# COMPETITIVE BODYBUILDING - POWERLIFTING - ATHLETICS & SPORTS > BOXING / FIGHTING / WRESTLING >  Ufc 75 On Spike!!!!!!!

## $$TML 4 LIFE$$

One of the best fight cards is FREE......IM SO PUMPED!!!!!!!

UFC 75: SEPTEMBER 8, 2007 IN LONDON, ENGLAND

Quinton Jackson vs. Dan Henderson 
Mirko Cro Cop World vs. Cheick Kongo
Michael Bisping vs. Matt Hamill
Houston Alexander vs. Alessio Sakara
Marcus Davis vs. Paul Taylor
Jess Liaudin vs. Anthony Johnson
Gleison Tibau vs. Terry Etim
Dennis Siver vs. TBA

http://www.ufc.com/index.cfm?fa=news.detail&gid=6831

http://www.mmaweekly.com/absolutenm/...4343&zoneid=13

----------


## godkilla

quinton edging dan, prolly try and slam him.
cc by tko over kongo
and have a feeling hammil will lnp bisping, but we will see.

----------


## alan7890

i will be there with three mates cant wait!

----------


## gixxerboy1

I would like to see the bisping v hamill fight

Kongo has no ground game correct. I remember he was really good at somethings but horrible at another.

----------


## Big

looks like a good card

----------


## Lexed

I wanna see cro crop kick some ass

----------


## $$TML 4 LIFE$$

> quinton edging dan, prolly try and slam him.
> cc by tko over kongo
> and have a feeling hammil will lnp bisping, but we will see.



I c Hammil beating bisping by decision 2.

----------


## abombing

Nice!!!!!

----------


## (1*)

henderson will beat rampage. cc will knock out congo. and i am thinking bisping will win, if he hasn't gotten too cocky... we'll see.

----------


## PEWN

awesome ....

----------


## Hunter

> One of the best fight cards is FREE......IM SO PUMPED!!!!!!!
> 
> UFC 75: SEPTEMBER 8, 2007 IN LONDON, ENGLAND
> 
> Quinton Jackson vs. Dan Henderson 
> *Mirko Cro Cop* World vs. Cheick Kongo
> *Michael Bisping* vs. Matt Hamill
> Houston Alexander vs. *Alessio Sakara*
> *Marcus Davis* vs. Paul Taylor
> ...



this card sucks uber bad.

----------


## TR'05

^^I'm not impressed either. They should have put the Guida vs. MAximus on this card b/c odds are it won't even be televised.

Hendo is going to take the title.

----------


## pender7

I've been wanting to see Houston Alexander fight again since he kicked Keith Jardines ass . Looks like Jardine is gonna get another ass kickin when he fights Liddell in UFC76.

----------


## rooster101

jacksons left hand is hurt bad right now, and doesnt have anyone good in his camp to push him. branden vera and bisbing is comming to help him, but i dont think there the right people to help him with dan. im going to have to go with dan on this one.

----------


## NOREGRETS

Thats one of the best cards I've seen in a while.

----------


## Hunter

one good fight which is why its on free tv.

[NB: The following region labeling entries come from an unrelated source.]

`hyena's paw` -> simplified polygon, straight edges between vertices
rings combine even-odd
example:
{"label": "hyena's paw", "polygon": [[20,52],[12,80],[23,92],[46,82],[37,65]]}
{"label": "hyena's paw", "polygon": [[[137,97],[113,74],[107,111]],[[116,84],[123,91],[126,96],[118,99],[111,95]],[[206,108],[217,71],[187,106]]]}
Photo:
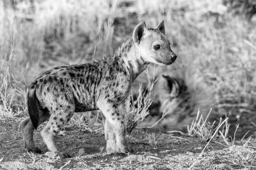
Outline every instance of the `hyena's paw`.
{"label": "hyena's paw", "polygon": [[107,153],[116,153],[117,151],[116,150],[117,141],[116,138],[115,137],[109,138],[106,142],[106,151]]}
{"label": "hyena's paw", "polygon": [[129,154],[133,152],[131,150],[128,143],[125,143],[124,144],[117,146],[117,152],[122,153]]}
{"label": "hyena's paw", "polygon": [[32,152],[34,153],[42,153],[42,151],[39,148],[35,147],[31,148],[26,148],[27,152]]}

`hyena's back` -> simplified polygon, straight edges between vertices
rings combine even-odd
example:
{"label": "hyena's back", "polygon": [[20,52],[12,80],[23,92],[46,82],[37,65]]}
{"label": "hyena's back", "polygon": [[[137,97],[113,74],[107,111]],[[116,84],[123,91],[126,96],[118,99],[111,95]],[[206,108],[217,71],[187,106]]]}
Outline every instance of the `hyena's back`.
{"label": "hyena's back", "polygon": [[[55,122],[64,124],[74,111],[97,109],[97,87],[105,74],[102,69],[104,63],[99,64],[101,67],[93,63],[57,67],[37,79],[28,93],[28,111],[34,127],[36,128],[51,114],[56,115]],[[59,126],[57,124],[57,128]]]}

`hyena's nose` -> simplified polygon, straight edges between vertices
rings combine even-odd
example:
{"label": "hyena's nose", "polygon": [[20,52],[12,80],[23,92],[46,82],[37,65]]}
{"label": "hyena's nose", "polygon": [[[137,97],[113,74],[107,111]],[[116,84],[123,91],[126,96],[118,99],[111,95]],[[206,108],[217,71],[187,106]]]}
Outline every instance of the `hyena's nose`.
{"label": "hyena's nose", "polygon": [[177,56],[175,54],[171,55],[171,58],[172,58],[172,60],[174,61],[176,59],[176,58],[177,58]]}

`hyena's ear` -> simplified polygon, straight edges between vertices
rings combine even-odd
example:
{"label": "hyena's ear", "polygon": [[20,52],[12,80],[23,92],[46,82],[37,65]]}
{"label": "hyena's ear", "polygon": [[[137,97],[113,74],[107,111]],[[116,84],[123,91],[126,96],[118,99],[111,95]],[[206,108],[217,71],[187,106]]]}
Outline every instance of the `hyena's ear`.
{"label": "hyena's ear", "polygon": [[160,22],[156,29],[158,29],[164,34],[165,34],[165,29],[164,28],[164,23],[163,21]]}
{"label": "hyena's ear", "polygon": [[140,39],[142,37],[146,30],[146,23],[142,21],[138,24],[134,29],[133,34],[133,41],[136,44],[139,44]]}

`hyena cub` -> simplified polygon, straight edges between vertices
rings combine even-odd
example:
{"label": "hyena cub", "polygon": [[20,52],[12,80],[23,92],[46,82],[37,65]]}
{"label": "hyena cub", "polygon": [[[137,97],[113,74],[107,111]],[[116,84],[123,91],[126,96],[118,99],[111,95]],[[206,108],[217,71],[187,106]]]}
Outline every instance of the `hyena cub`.
{"label": "hyena cub", "polygon": [[150,63],[169,65],[177,58],[165,35],[163,21],[157,28],[146,27],[141,22],[112,58],[80,65],[59,67],[41,74],[28,92],[29,118],[21,123],[25,147],[40,153],[33,136],[35,129],[49,122],[41,132],[48,149],[61,157],[54,136],[74,112],[99,109],[106,118],[106,151],[126,153],[125,127],[118,107],[127,97],[132,84]]}

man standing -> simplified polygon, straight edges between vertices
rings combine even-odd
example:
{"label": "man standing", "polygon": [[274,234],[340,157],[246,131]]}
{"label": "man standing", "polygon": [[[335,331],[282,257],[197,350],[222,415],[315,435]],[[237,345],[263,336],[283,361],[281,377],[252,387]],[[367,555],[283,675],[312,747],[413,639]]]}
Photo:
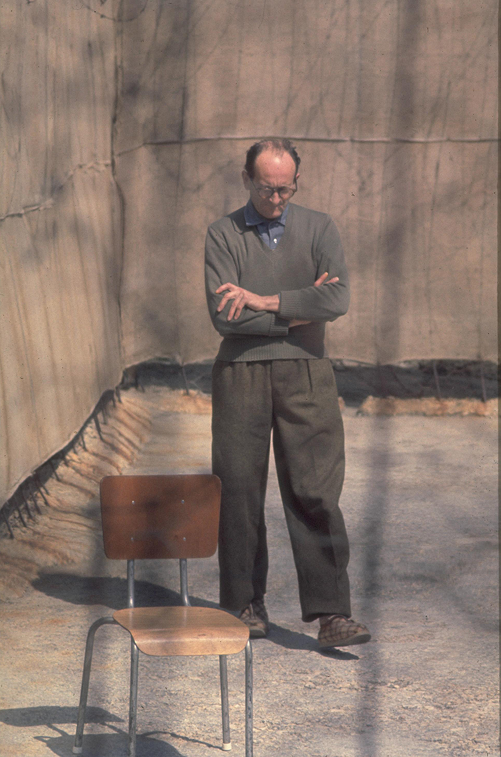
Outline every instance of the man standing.
{"label": "man standing", "polygon": [[253,637],[268,632],[264,501],[270,436],[303,620],[320,621],[322,648],[361,643],[350,619],[348,540],[338,500],[343,422],[325,322],[350,298],[329,216],[289,204],[300,158],[288,139],[263,139],[242,171],[247,205],[207,230],[205,278],[223,337],[213,370],[213,471],[222,481],[220,604]]}

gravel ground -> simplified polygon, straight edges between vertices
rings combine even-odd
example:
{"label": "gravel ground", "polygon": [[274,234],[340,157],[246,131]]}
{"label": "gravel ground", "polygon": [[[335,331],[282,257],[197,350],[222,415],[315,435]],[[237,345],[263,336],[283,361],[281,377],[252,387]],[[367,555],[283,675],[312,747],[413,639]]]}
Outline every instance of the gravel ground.
{"label": "gravel ground", "polygon": [[[47,484],[49,506],[15,540],[5,571],[0,754],[71,754],[85,635],[123,605],[124,565],[106,561],[98,483],[109,472],[210,469],[210,417],[172,411],[172,392],[123,392],[87,450]],[[499,754],[497,422],[344,411],[353,615],[372,640],[332,654],[300,617],[273,466],[267,524],[269,637],[254,643],[257,757]],[[217,602],[216,558],[193,561],[194,603]],[[174,563],[148,562],[138,602],[179,600]],[[84,754],[126,754],[128,637],[98,632]],[[243,755],[243,656],[229,660],[232,753]],[[217,661],[142,656],[138,757],[203,757],[220,746]]]}

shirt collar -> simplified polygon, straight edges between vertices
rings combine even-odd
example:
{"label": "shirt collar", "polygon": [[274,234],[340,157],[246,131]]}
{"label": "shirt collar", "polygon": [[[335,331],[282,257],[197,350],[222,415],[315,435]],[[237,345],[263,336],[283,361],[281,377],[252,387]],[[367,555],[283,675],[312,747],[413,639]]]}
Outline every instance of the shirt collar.
{"label": "shirt collar", "polygon": [[285,220],[287,218],[287,213],[289,209],[289,204],[288,203],[284,208],[284,212],[279,218],[265,218],[262,216],[260,213],[258,213],[254,206],[252,204],[252,200],[249,198],[249,201],[244,208],[244,216],[245,217],[245,223],[247,226],[256,226],[260,223],[281,223],[282,226],[285,226]]}

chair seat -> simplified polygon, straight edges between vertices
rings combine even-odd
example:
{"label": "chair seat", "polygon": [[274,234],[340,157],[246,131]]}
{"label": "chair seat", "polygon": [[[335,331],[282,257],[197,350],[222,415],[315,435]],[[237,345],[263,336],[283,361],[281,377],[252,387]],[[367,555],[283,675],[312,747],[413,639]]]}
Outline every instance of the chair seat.
{"label": "chair seat", "polygon": [[113,617],[147,655],[231,655],[249,639],[241,621],[212,607],[133,607]]}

Bisping vs hamill, come on.
Kongo a good striker vs a k1 level striker, who cares!
Marcus davis very improved since tuf but I dont care
Sakara vs alexander, once again who cares.

honestly who cares worthless card.

----------


## Billmister

I care... I like about 3 fights from that night. hey it's free. Looking foward to watch it. Thank for the head up to the OP.

----------


## godkilla

besides the page/hendo fight and gettin to see cc kick someones head off again, i gotta say this card is lacking. but hey, free is free  :Wink/Grin:

----------